Slack
Source
Synced from packages/sayou-connector/examples/quick_start_slack.py.
Setup¶
Collect Slack channel history and archive each message as a Markdown file
using TransferPipeline.
SlackGenerator fetches recent messages from a channel (including thread
replies).
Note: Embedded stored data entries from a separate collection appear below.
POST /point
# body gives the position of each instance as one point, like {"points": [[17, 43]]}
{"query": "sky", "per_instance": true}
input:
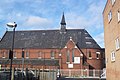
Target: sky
{"points": [[47, 14]]}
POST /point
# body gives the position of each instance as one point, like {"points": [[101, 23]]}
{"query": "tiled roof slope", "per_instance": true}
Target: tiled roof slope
{"points": [[48, 39]]}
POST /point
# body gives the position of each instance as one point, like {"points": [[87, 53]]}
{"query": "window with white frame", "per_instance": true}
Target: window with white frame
{"points": [[39, 54], [15, 54], [112, 56], [89, 55], [117, 43], [3, 54], [109, 16], [73, 50], [52, 54], [27, 53], [113, 1], [68, 56], [118, 15]]}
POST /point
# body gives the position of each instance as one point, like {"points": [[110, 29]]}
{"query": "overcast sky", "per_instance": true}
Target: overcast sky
{"points": [[46, 14]]}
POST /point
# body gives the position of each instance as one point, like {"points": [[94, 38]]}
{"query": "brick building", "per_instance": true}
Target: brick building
{"points": [[48, 49], [111, 15]]}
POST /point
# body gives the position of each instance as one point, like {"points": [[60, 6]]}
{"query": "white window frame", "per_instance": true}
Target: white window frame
{"points": [[109, 16], [3, 55], [52, 55], [113, 56], [118, 15], [14, 54], [113, 2], [117, 43], [40, 55], [27, 54]]}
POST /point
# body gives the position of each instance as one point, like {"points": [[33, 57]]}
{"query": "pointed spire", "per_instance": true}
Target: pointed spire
{"points": [[63, 20]]}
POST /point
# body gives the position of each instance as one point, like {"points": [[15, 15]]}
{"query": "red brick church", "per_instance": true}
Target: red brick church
{"points": [[47, 49]]}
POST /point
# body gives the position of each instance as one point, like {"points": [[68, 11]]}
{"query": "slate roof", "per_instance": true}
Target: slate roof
{"points": [[48, 39]]}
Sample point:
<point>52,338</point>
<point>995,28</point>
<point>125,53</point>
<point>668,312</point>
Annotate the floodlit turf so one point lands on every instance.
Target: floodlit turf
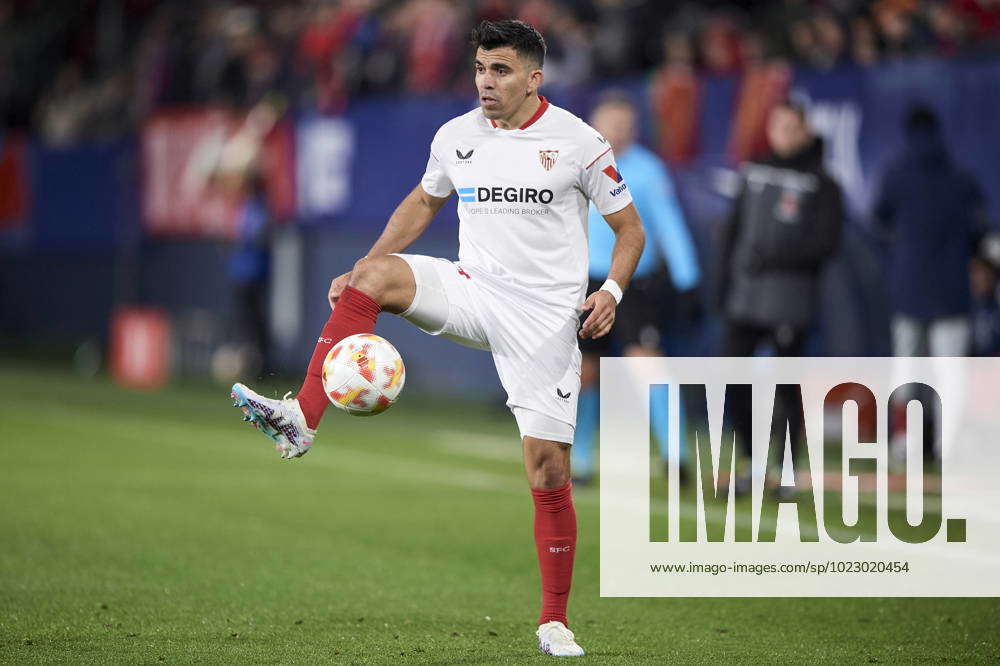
<point>159,528</point>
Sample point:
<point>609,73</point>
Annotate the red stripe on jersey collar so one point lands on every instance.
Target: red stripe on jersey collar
<point>533,119</point>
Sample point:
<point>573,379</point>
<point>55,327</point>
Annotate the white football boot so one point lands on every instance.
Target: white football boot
<point>555,639</point>
<point>281,420</point>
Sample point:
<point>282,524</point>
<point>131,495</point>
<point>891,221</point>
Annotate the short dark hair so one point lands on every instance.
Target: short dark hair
<point>523,38</point>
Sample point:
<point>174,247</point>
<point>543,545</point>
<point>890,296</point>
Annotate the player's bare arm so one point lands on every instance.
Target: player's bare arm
<point>629,241</point>
<point>410,219</point>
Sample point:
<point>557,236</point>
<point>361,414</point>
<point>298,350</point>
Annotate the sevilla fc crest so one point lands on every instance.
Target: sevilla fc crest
<point>548,158</point>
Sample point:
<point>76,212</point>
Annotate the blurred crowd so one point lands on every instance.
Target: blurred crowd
<point>94,68</point>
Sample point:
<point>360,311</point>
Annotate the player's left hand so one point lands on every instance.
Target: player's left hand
<point>602,314</point>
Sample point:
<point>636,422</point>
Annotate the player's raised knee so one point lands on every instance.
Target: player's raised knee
<point>369,275</point>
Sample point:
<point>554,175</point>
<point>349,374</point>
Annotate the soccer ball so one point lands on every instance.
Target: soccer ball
<point>363,374</point>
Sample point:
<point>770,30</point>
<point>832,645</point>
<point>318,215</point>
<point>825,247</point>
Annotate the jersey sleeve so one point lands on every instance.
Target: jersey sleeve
<point>435,181</point>
<point>603,184</point>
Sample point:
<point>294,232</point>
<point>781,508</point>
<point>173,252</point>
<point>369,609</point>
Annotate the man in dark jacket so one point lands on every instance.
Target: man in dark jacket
<point>784,225</point>
<point>932,213</point>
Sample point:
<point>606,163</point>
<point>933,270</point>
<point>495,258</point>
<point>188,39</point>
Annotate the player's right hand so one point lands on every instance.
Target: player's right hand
<point>601,305</point>
<point>337,288</point>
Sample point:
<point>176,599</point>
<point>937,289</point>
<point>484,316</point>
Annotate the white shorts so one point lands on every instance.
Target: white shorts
<point>533,343</point>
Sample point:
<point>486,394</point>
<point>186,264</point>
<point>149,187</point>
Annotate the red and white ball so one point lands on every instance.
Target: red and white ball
<point>363,374</point>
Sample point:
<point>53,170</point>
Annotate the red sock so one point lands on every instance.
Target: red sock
<point>355,313</point>
<point>555,539</point>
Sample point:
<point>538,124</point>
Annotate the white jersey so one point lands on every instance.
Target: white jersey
<point>523,196</point>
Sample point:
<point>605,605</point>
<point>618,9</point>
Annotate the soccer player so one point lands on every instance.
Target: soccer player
<point>524,171</point>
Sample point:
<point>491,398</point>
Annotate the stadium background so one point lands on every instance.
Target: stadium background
<point>105,106</point>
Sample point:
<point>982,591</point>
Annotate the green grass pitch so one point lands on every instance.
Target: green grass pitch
<point>141,528</point>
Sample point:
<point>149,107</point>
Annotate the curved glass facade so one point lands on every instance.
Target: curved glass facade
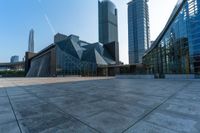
<point>177,49</point>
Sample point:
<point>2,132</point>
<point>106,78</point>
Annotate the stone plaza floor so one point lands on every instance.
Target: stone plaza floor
<point>99,105</point>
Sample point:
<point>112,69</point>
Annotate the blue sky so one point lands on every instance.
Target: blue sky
<point>79,17</point>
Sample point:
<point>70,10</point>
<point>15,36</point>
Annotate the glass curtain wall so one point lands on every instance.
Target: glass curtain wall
<point>178,51</point>
<point>67,64</point>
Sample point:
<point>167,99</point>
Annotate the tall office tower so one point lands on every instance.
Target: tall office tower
<point>14,59</point>
<point>138,30</point>
<point>31,41</point>
<point>108,27</point>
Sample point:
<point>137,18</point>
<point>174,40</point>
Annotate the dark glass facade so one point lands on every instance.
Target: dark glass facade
<point>138,30</point>
<point>71,56</point>
<point>177,49</point>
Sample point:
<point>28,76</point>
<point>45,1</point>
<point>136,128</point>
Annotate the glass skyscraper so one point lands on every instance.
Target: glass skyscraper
<point>108,24</point>
<point>177,48</point>
<point>138,30</point>
<point>31,41</point>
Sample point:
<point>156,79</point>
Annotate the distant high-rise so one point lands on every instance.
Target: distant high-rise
<point>14,59</point>
<point>31,41</point>
<point>108,27</point>
<point>108,24</point>
<point>138,30</point>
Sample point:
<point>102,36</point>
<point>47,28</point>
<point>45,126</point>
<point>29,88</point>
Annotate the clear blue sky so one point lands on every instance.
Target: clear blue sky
<point>79,17</point>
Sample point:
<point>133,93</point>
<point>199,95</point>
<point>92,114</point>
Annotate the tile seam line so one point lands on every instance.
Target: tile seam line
<point>176,92</point>
<point>13,111</point>
<point>59,108</point>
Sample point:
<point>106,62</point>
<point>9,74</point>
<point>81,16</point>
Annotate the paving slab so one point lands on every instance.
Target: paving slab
<point>103,105</point>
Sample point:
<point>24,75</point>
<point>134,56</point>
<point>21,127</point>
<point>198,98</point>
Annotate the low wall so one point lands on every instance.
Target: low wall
<point>135,76</point>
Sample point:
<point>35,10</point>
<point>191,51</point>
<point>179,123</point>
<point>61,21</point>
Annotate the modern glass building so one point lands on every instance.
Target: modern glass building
<point>31,41</point>
<point>108,23</point>
<point>138,30</point>
<point>14,59</point>
<point>70,56</point>
<point>177,48</point>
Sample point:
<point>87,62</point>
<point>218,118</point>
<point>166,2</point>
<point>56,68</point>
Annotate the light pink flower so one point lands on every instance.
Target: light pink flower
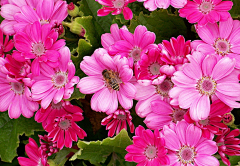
<point>64,129</point>
<point>163,113</point>
<point>5,46</point>
<point>228,144</point>
<point>109,79</point>
<point>55,84</point>
<point>34,153</point>
<point>187,145</point>
<point>15,95</point>
<point>116,7</point>
<point>152,5</point>
<point>39,43</point>
<point>147,149</point>
<point>222,40</point>
<point>134,45</point>
<point>117,121</point>
<point>204,11</point>
<point>18,14</point>
<point>203,79</point>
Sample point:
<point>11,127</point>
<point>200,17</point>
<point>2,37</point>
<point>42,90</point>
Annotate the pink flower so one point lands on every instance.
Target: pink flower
<point>134,45</point>
<point>222,40</point>
<point>117,121</point>
<point>47,115</point>
<point>109,79</point>
<point>213,123</point>
<point>116,7</point>
<point>228,144</point>
<point>15,95</point>
<point>5,46</point>
<point>19,14</point>
<point>187,145</point>
<point>205,78</point>
<point>204,11</point>
<point>64,130</point>
<point>147,149</point>
<point>34,153</point>
<point>39,43</point>
<point>55,84</point>
<point>162,114</point>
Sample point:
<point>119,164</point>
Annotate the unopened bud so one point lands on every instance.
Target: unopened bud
<point>73,10</point>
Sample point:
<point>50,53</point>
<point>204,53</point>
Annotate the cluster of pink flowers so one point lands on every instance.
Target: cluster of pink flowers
<point>185,90</point>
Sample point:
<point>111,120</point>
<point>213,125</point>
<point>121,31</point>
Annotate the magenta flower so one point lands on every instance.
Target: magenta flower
<point>39,43</point>
<point>228,144</point>
<point>117,121</point>
<point>34,153</point>
<point>147,149</point>
<point>222,40</point>
<point>64,129</point>
<point>162,114</point>
<point>109,79</point>
<point>55,84</point>
<point>116,7</point>
<point>188,146</point>
<point>205,78</point>
<point>15,95</point>
<point>5,46</point>
<point>134,45</point>
<point>19,14</point>
<point>204,11</point>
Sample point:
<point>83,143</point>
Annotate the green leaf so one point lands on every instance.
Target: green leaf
<point>235,12</point>
<point>164,25</point>
<point>10,130</point>
<point>98,151</point>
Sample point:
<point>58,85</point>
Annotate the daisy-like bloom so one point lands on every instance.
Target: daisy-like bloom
<point>35,156</point>
<point>64,129</point>
<point>147,149</point>
<point>204,11</point>
<point>222,40</point>
<point>5,46</point>
<point>47,115</point>
<point>47,146</point>
<point>134,45</point>
<point>203,79</point>
<point>15,95</point>
<point>109,79</point>
<point>152,5</point>
<point>117,121</point>
<point>116,7</point>
<point>55,84</point>
<point>21,13</point>
<point>213,123</point>
<point>187,145</point>
<point>162,114</point>
<point>39,43</point>
<point>228,144</point>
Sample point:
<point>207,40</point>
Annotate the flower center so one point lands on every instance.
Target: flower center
<point>206,86</point>
<point>64,124</point>
<point>118,4</point>
<point>38,49</point>
<point>186,155</point>
<point>178,115</point>
<point>206,7</point>
<point>111,79</point>
<point>151,152</point>
<point>17,87</point>
<point>154,69</point>
<point>135,54</point>
<point>164,87</point>
<point>60,79</point>
<point>222,46</point>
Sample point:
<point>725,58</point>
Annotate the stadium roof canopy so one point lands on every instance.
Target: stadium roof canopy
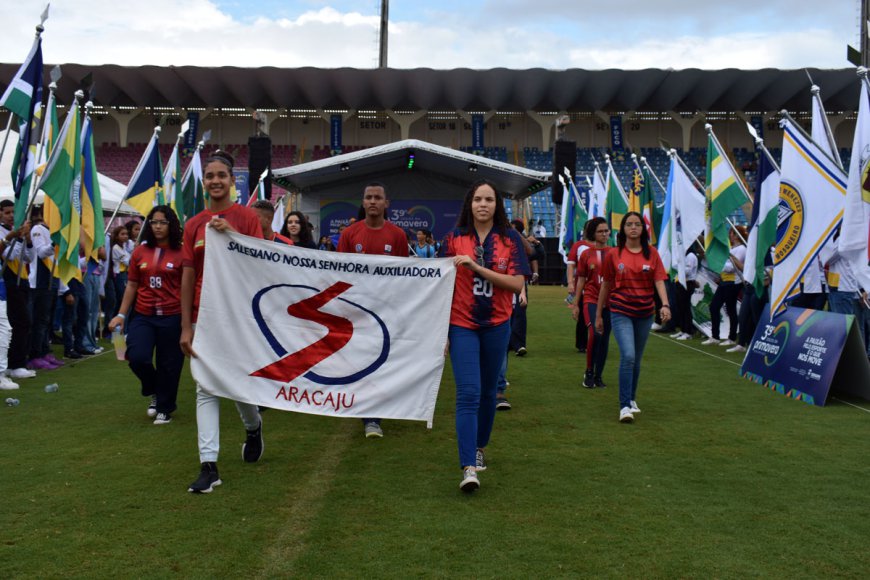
<point>496,89</point>
<point>434,171</point>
SlackFetcher formats each message with sender, timestamp,
permalink, and thread replies as a structured Markdown document.
Install the dependency before running with a real workspace:
The example below mocks all Slack API calls so it runs without any token.
Remove setup_mock(), set SLACK_BOT_TOKEN, and update source to go live.
Required Bot Token Scopes:
channels:history, channels:read, conversations.replies
import json
import os
import sys
from unittest.mock import MagicMock
from sayou.brain.pipelines.transfer import TransferPipeline
OUTPUT_DIR = "./sayou_archive/slack"
Mock Setup¶
SlackGenerator calls:
- WebClient.conversations_list() — resolve channel name → ID
- WebClient.conversations_history() — fetch messages
SlackFetcher calls:
- WebClient.conversations_replies() — fetch thread replies (when reply_count > 0)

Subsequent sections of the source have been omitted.